- Born: 8 November 1926 Rambouillet, France
- Died: 3 August 2015 (aged 88) Paris, France
- Education: University of Paris
- Occupation: Physician

= Jean Aicardi =

French pediatric neurologist and epileptologist

Jean (François Marie) Aicardi (8 November 1926 - 3 August 2015) was a French pediatric neurologist and epileptologist. He was known as one of the most distinguished and respected neuropediatricians of his time. He, along with Alexis Arzimanoglou, created the journal Epileptic Disorders in 1999.

==Education and career==
He obtained his M.D. degree from the Faculté de Médecine, Paris in 1955. He was a research fellow at Harvard Medical School from 1955 to 1956. Upon returning to France, he served as an assistant physician at Hôpital des Enfants Malades Paris from 1957 to 1964, and at Hôpital Saint-Vincent de Paul from 1974 to 1979. He was also Maître de Recherche from 1969 to 1986 and Directeur de Recherche from 1986 to 1991 at Institut National de la Santé et de la Recherche Médicale (INSERM). From 1992 to 1998, he was Honorary Professor of Child Neurology at the Institute of Child Health in London, UK.

==Recognition==
He received many academic honours and distinctions, including:
- Ambassador for Epilepsy (International League Against Epilepsy and International Bureau for Epilepsy, 1978)
- Lifetime Achievement Award (International League Against Epilepsy and International Bureau for Epilepsy, 2009)
- Cornelia de Lange Medallion (Dutch Child Neurology Society)
- Fellow, Royal College of Physicians (London)
- Honorary Fellow of the Royal College of Paediatrics and Child Health
- Hower Award (US Child Neurology Society)
- Distinguished Investigator award (American Epilepsy Society and Milken Family Foundation), 1995
- Honorary Member American Neurological Association
- Ramon y Cajal Award (Iberoamerican Academy of Child Neurology)
- Peter Emil Becker Award (German Child Neurology Society)
- Honored Guest at the XXth Cleveland Clinic Meeting, Cleveland USA, 2002
- Honorary Member, European Paediatric Society, Göteborg, Sweden 2005

==Bibliography==
He was author or coauthor of many outstanding textbooks, including:
- Epilepsy in children, 1st edition 1986, 2nd edition 1994, (Mac Keith Press and Cambridge University Press) 3rd edition (with Arzimanoglou and Guerrini) 2003, Philadelphia, Lippincott
- Diseases of the nervous system in childhood, 1st edition in 1992, 3rd edition 2009
- Alternating Hemiplegia of Childhood (International Review of Child Neurology Series).
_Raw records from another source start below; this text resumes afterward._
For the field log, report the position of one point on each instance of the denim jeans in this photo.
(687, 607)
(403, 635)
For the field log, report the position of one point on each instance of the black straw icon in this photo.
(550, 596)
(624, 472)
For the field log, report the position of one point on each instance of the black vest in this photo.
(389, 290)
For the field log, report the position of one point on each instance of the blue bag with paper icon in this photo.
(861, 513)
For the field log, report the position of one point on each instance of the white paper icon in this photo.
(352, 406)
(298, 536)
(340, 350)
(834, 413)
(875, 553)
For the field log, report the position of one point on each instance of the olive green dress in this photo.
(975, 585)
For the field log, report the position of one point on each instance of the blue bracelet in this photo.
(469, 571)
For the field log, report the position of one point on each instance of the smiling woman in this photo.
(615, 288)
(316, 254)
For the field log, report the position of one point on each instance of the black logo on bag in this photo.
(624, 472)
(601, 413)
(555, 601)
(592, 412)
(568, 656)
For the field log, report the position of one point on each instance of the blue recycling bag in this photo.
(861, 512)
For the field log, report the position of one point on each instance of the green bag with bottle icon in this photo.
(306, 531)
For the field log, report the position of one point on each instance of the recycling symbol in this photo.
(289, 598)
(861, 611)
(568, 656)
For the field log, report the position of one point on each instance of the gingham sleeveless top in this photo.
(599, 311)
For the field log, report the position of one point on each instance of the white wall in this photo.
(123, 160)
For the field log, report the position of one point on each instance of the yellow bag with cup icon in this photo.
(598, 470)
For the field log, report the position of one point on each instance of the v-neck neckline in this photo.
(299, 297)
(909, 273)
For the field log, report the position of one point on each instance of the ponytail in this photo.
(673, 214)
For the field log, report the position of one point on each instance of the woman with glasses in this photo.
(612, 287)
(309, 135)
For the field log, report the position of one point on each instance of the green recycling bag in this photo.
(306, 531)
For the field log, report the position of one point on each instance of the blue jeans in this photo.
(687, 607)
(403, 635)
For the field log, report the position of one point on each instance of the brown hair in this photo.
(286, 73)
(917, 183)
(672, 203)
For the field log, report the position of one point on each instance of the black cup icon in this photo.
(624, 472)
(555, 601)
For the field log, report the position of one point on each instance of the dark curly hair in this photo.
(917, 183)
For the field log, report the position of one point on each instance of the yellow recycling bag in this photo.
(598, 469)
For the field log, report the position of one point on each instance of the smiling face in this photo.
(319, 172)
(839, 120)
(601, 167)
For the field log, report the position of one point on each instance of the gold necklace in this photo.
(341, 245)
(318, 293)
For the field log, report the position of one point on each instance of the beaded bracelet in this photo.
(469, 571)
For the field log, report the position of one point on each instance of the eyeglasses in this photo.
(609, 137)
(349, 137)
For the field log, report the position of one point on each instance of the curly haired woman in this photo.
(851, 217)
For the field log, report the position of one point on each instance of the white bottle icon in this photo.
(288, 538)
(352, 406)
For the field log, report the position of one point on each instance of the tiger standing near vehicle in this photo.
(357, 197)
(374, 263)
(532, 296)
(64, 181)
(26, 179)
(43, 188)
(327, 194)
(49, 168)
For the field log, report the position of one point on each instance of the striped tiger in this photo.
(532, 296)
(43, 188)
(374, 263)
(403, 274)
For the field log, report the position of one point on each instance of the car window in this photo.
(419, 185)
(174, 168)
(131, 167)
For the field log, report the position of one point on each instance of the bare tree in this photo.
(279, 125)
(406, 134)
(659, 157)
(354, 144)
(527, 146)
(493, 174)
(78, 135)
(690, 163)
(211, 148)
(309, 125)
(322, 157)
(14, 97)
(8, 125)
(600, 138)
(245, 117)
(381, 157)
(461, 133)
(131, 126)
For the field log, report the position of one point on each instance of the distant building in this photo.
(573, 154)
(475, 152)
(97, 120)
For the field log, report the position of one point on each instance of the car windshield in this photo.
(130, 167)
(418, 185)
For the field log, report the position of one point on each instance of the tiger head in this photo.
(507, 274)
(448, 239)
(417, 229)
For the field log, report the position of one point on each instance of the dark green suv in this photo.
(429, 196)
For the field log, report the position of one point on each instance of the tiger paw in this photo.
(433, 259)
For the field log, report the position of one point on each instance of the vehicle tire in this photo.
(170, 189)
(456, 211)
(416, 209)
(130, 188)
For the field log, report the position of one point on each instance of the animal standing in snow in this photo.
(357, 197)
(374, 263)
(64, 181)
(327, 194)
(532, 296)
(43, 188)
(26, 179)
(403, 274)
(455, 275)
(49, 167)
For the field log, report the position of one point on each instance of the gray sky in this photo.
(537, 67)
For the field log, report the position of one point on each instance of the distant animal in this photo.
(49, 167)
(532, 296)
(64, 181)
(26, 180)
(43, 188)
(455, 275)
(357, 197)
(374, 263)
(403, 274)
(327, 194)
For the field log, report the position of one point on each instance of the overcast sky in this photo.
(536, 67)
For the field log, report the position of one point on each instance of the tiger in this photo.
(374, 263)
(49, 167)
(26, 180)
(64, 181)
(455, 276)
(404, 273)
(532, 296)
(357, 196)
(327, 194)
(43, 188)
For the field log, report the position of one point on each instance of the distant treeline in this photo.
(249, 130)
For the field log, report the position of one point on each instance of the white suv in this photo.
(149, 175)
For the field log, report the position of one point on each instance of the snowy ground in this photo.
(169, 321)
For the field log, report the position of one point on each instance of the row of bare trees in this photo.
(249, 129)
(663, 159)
New York, Raven Press 1994 (Editor, with F. Andermann and F. Vigevano)
- Epilepsy. A Comprehensive Textbook Edited by J. Engel Jr & T.A. Pedley 1998, 2nd edition 2008 (associate editor with M. Dichter, U. Heinemann, S. Moshé, R. Porter & D. Taylor)
- Movement Disorders in Children (with E. Fernandez Alvarez), 2001, London, Mac Keith Press
- Movement Disorders and Epilepsy in Children 2002 (Editor, with R. Guerrini, F. Andermann, and M. Hallett)
- He has authored more than 260 articles in peer-reviewed journals and 110 chapters in books.
- He also described several neurodegenerative diseases of childhood and two disease were named after him – Aicardi syndrome and Aicardi–Goutières syndrome. Aicardi syndrome affects only females, and in very rare cases, males with Klinefelter syndrome.

He was editor-in-chief (1994–2004) and founding editor of the journal Epileptic Disorders and a member of the editorial boards and a reviewer of other journals, including Neuropediatrics, Brain and Development, Pediatric Neurology, Journal of Child Neurology, Epilepsia, Lancet Neurology and Brain.